20.6 Single Factor Covariance Model

\[ Y_{ij} = \mu_{.} + \tau_i + \gamma(X_{ij} - \bar{X}_{..}) + \epsilon_{ij} \]

for \(i = 1,...,r;j=1,..,n_i\)

where

  • \(\mu_.\) overall mean
  • \(\tau_i\): fixed treatment effects (\(\sum \tau_i =0\))
  • \(\gamma\): fixed regression coefficient effect between X and Y
  • \(X_{ij}\) covariate (not random)
  • \(\epsilon_{ij} \sim iid N(0,\sigma^2)\): random errors

If we just use \(\gamma X_{ij}\) as the regression term (rather than \(\gamma(X_{ij}-\bar{X}_{..})\)), then \(\mu_.\) is no longer the overall mean; thus we need to centered mean.

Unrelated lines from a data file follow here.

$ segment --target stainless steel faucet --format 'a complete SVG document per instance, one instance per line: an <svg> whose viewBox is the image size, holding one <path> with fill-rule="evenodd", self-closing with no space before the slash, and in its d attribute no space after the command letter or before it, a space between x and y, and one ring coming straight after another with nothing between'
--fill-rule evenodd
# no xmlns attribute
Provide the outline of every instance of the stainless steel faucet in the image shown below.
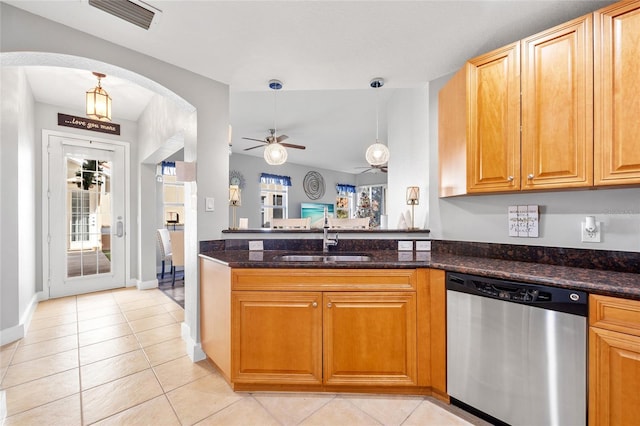
<svg viewBox="0 0 640 426"><path fill-rule="evenodd" d="M324 235L322 236L322 251L324 253L329 251L329 247L338 245L338 233L336 232L333 238L329 238L329 213L327 208L324 208Z"/></svg>
<svg viewBox="0 0 640 426"><path fill-rule="evenodd" d="M329 225L324 225L324 236L322 238L322 251L328 252L329 247L338 245L338 233L336 232L333 238L329 238Z"/></svg>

\[ E(Y_{ij}) = \mu_. + \tau_i + \gamma(X_{ij}-\bar{X}_{..}) \\ var(Y_{ij}) = \sigma^2 \]

\(Y_{ij} \sim N(\mu_{ij},\sigma^2)\), where

\[ \mu_{ij} = \mu_. + \tau_i + \gamma(X_{ij} - \bar{X}_{..}) \\ \sum \tau_i =0 \]

Thus, the mean response (\(\mu_{ij}\)) is a regression line with intercept \(\mu_. + \tau_i\) and slope \(\gamma\) for each treatment i.

Assumption:

  • All treatment regression lines have the same slope
  • when treatment interact with covariate X (non-parallel slopes), covariance analysis is not appropriate. in which case we should use separate regression lines.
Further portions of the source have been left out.